To see values that are shared across lists, use lobstr::ref(). ref() prints the memory address of each object, along with a local ID so that you can easily cross-reference shared components.

ref(l1, l2)
#> █ [1:0x55d53bd85848] <list> 
#> ├─[2:0x55d53b19f7d8] <dbl> 
#> ├─[3:0x55d53b19f7a0] <dbl> 
#> └─[4:0x55d53b19f768] <dbl> 
#>  
#> █ [5:0x55d53799ac38] <list> 
#> ├─[2:0x55d53b19f7d8] 
#> ├─[3:0x55d53b19f7a0] 
#> └─[6:0x55d53ba82d98] <dbl>

2.3.4 Data frames

Data frames are lists of vectors, so copy-on-modify has important consequences when you modify a data frame. Take this data frame as an example:

d1 <- data.frame(x = c(1, 5, 6), y = c(2, 4, 3))

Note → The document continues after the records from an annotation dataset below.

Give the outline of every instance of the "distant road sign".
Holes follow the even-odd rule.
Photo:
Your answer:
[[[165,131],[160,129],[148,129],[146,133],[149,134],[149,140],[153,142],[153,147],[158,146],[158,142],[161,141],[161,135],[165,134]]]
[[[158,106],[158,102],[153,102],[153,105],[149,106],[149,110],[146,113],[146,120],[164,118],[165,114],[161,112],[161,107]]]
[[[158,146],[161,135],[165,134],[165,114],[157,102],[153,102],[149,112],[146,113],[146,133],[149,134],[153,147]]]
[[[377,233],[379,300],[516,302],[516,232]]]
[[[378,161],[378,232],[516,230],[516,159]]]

If you modify a column, only that column needs to be modified; the others will still point to their original references:

d2 <- d1
d2[, 2] <- d2[, 2] * 2

However, if you modify a row, every column is modified, which means every column must be copied:

d3 <- d1
d3[1, ] <- d3[1, ] * 3

2.3.5 Character vectors

The final place that R uses references is with character vectors4. I usually draw character vectors like this:

x <- c("a", "a", "abc", "d")

But this is a polite fiction. R actually uses a global string pool where each element of a character vector is a pointer to a unique string in the pool:

You can request that ref() show these references by setting the character argument to TRUE:

ref(x, character = TRUE)
#> █ [1:0x55d53ae40f18] <chr> 
#> ├─[2:0x55d534ba83e0] <string: "a"> 
#> ├─[2:0x55d534ba83e0] 
#> ├─[3:0x55d537e48c60] <string: "abc"> 
#> └─[4:0x55d534d361d8] <string: "d">

This has a profound impact on the amount of memory a character vector uses but is otherwise generally unimportant, so elsewhere in the book I’ll draw character vectors as if the strings lived inside a vector.

2.3.6 Exercises

  1. Why is tracemem(1:10) not useful?

  2. Explain why tracemem() shows two copies when you run this code. Hint: carefully look at the difference between this code and the code shown earlier in the section.

    x <- c(1L, 2L, 3L)
    tracemem(x)
    
    x[[3]] <- 4
  3. Sketch out the relationship between the following objects:

    a <- 1:10
    b <- list(a, a)
    c <- list(b, a, 1:10)
  4. What happens when you run this code?

    x <- list(1:10)
    x[[2]] <- x

    Draw a picture.


  1. You may be surprised to see [[ used to subset a numeric vector. We’ll come back to this in Section 4.3, but in brief, I think you should always use [[ when you are getting or setting a single element.↩︎

  2. Confusingly, a character vector is a vector of strings, not individual characters.↩︎